An anti-gambling group that sued to block the development has continued to oppose the casino despite recently losing a legal appeal seeking to invalidate the Graton tribe’s authority to offer gaming on its land. Last week, the group asked the state Supreme Court to consider the case. Chip Worthington, the Rohnert Park pastor who leads the Stop Graton Casino group, declined to comment for this article, but his organization released a statement on the casino’s impacts after one year.

“We’ve already seen the intrusion of hard-core criminals, with the prostitution ring bust in April,” the group said. “Organized crime in Rohnert Park, drawn here by the casino, is as we predicted. Because of the well-known negative impacts of casinos, voters were promised by Proposition 1A (the 2000 ballot initiative) that Indian gaming would be on long-standing reservations, not in our cities. Reservation shopping in cities and towns is a breach of faith with the voters.”

Leading up to opening day, residents of Wilfred Avenue in western Rohnert Park, the casino’s closest neighbors, worried that the gambling complex in their backyard would cause traffic delays and crime in their rural neighborhood. They also feared casino’s deep well would deplete the water table, leaving their own wells dry.

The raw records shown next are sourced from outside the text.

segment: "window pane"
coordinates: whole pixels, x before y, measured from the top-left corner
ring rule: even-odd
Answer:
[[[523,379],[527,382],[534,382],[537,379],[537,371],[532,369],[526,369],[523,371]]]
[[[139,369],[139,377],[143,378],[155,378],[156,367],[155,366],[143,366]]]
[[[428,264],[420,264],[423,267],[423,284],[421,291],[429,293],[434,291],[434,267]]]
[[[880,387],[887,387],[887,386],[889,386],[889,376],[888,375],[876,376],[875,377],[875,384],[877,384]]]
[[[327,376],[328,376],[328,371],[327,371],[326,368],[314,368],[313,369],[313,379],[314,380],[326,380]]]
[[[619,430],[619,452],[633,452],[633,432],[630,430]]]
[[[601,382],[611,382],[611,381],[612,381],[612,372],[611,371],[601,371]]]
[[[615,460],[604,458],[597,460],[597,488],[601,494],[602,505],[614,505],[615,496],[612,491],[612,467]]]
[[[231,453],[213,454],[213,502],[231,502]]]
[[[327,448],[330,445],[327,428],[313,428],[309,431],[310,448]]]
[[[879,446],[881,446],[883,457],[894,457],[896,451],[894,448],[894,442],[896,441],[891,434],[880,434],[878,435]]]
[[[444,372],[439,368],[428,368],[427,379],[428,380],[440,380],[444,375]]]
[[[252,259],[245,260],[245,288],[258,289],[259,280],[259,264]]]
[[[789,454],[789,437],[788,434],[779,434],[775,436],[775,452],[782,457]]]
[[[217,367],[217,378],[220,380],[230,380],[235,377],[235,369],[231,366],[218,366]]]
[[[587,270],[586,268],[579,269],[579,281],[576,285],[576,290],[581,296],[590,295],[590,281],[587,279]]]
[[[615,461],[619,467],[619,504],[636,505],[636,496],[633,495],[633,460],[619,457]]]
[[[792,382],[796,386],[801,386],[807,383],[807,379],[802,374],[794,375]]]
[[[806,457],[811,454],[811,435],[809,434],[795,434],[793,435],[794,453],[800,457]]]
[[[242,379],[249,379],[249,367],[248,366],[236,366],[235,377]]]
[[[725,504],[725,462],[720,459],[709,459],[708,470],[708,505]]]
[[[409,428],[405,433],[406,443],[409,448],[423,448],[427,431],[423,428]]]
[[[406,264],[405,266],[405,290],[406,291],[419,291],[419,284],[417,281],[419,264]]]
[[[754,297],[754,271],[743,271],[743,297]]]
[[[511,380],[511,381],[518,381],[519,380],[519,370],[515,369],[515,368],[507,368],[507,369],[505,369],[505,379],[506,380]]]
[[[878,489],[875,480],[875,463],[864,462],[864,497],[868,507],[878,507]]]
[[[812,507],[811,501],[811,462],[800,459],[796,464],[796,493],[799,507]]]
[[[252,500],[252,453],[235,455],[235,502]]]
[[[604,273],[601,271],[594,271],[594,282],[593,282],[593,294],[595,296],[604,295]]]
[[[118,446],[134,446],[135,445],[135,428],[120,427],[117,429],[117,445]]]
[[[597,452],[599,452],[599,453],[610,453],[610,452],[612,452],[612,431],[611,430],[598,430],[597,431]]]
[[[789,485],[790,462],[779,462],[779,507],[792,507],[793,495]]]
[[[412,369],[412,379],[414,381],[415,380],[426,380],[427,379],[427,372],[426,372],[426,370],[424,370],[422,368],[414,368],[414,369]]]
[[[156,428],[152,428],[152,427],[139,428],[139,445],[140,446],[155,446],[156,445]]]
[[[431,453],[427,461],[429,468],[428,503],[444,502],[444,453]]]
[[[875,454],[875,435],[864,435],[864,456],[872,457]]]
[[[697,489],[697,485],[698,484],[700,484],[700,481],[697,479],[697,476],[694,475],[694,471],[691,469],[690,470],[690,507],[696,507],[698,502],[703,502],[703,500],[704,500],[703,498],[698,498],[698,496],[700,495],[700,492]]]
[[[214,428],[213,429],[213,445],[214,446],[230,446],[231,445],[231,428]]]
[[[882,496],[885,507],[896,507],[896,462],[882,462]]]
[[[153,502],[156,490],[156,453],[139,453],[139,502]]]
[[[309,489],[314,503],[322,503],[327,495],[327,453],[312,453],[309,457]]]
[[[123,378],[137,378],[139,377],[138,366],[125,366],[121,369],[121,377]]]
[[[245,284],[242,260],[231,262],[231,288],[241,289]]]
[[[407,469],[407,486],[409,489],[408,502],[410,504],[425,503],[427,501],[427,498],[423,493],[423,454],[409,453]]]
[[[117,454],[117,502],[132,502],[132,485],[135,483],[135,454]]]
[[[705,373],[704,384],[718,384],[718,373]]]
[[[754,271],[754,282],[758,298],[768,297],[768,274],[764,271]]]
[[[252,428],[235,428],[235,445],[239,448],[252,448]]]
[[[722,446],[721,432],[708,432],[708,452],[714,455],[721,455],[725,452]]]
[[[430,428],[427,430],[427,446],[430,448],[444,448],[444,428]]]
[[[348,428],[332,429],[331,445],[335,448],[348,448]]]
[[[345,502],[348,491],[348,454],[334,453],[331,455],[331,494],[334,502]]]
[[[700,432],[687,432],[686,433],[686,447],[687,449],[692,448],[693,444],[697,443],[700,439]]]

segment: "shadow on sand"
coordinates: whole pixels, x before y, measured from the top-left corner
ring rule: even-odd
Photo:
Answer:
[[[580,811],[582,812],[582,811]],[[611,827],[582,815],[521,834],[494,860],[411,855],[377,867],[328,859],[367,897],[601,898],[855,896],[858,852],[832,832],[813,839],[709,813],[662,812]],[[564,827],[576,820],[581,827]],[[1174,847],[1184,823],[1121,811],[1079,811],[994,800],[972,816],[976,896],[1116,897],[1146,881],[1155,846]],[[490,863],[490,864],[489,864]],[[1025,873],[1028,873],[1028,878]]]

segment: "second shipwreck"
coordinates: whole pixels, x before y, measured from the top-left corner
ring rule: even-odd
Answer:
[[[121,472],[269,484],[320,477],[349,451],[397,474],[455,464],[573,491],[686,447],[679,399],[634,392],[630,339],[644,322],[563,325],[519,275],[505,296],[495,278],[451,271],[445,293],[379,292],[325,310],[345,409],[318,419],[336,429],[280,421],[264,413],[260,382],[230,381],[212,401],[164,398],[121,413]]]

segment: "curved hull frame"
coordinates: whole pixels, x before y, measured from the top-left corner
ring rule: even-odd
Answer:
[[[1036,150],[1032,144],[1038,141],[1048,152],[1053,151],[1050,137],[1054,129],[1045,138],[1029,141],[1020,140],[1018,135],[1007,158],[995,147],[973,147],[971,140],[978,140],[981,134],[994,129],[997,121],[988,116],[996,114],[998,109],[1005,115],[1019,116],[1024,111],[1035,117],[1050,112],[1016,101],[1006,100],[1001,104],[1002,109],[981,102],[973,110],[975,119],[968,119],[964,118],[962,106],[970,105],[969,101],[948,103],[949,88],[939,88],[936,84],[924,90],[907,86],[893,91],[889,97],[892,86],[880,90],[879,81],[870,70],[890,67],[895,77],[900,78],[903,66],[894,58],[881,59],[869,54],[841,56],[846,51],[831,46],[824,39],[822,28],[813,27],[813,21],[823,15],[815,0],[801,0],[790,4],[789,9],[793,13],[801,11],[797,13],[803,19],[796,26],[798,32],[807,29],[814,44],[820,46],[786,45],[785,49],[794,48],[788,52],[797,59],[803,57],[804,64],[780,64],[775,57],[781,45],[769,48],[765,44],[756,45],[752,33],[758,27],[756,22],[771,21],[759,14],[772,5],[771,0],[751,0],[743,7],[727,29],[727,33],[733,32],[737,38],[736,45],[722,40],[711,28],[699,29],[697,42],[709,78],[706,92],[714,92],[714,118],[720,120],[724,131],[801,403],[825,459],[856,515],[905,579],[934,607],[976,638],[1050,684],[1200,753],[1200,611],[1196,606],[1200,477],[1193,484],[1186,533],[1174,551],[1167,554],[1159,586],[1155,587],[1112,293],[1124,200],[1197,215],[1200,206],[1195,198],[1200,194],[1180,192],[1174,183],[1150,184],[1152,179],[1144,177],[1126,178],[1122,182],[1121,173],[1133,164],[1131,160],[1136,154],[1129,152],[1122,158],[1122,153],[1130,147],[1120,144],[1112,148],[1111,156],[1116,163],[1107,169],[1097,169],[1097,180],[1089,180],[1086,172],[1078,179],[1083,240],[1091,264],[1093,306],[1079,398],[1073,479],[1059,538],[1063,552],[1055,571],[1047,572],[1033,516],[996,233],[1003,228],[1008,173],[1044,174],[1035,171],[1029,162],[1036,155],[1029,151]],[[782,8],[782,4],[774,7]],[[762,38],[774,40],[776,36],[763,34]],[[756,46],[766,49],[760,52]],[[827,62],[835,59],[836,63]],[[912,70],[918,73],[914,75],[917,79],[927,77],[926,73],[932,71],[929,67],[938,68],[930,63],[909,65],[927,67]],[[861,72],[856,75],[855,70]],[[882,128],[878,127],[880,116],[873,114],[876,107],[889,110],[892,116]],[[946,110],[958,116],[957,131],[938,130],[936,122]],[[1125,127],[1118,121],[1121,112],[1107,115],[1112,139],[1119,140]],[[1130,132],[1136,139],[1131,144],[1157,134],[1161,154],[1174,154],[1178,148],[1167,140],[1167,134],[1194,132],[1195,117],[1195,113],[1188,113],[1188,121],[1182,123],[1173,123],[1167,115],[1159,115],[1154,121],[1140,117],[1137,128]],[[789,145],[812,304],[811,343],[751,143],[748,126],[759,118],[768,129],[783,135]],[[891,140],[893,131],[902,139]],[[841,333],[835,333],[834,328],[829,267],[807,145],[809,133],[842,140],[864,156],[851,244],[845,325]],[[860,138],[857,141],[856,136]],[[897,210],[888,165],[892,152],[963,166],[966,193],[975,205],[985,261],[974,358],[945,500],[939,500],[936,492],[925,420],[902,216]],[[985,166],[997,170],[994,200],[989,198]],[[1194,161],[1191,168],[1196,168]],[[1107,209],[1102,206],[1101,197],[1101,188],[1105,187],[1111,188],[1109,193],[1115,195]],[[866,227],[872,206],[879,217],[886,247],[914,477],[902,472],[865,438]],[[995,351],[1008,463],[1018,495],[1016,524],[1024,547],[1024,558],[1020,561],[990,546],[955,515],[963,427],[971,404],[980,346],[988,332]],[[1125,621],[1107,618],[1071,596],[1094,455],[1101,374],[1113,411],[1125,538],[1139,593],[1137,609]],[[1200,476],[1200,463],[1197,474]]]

A year later, some neighbors no longer have those concerns.

“There have been no problems,” Maria Escoto, a Wilfred Avenue resident, said. “Traffic has been so-so. There are no accidents. No impacts that I’ve seen.”

Residents said the Graton tribe held community meetings and assured neighbors that they would deepen their wells if the casino caused them to go dry. Jerry Greiner, who lives with his brother one block from the casino, said he has seen little impact from the casino. The next phase of the casino’s development, a planned 200-room hotel, could have a greater impact on groundwater, he said.

“Once they build a hotel, it’s really going to affect the water,” he said.

If neighboring residents have experienced little impact, the Graton Resort and Casino has had a much larger impact on neighboring casinos. River Rock has seen its revenue drop by 50 percent, said Harvey Hopkins, chairman of the Dry Creek Rancheria Band of Pomo, which owns the Geyserville casino. He declined to comment for this story but has acknowledged that declining revenue due to the Graton casino caused the tribe to default on payments to investors and miss a $3.5 million payment to Sonoma County.

The Graton casino has had a direct impact on its 2,000 employees, providing wages and benefits that workers say are above average. In July, about 600 casino employees, mostly maintenance and service workers, voted to join Unite Here, a union that represents 100,000 workers at gambling sites in the U.S. and Canada. The right to unionize was a provision that Sarris has said he pushed Station Casinos to accept when the tribe partnered with the Las Vegas company as the casino’s manager.

The union is starting to negotiate a contract with the tribe, and workers say they are happy with the benefits they have.

“The tribe has been really good to us. The benefits are great,” said Kathy Winfield, an internal maintenance worker and union representative.

Winfield said starting janitors make $12.50 per hour and earn nearly $15 per hour after one year. All employees receive 100 percent employer-paid health insurance that covers medical, dental and vision, said Elena Sanchez, who works in the employee dining room serving a free meal to each employee per shift. Employees pay $20 per month to add a dependent to the plan.

“A lot of people didn’t have health care before and now they are able to take care of medical issues,” she said. “People enjoy going to work. You see smiles on people’s faces because they are happy to be there and have a good job.”

Winfield said she sees Sarris and other tribal leaders nearly every night walking the casino floor and talking to employees about any problems they have.

“They want to see what’s happening,” she said. “If we have any concerns, we can go to them. I think that’s refreshing.”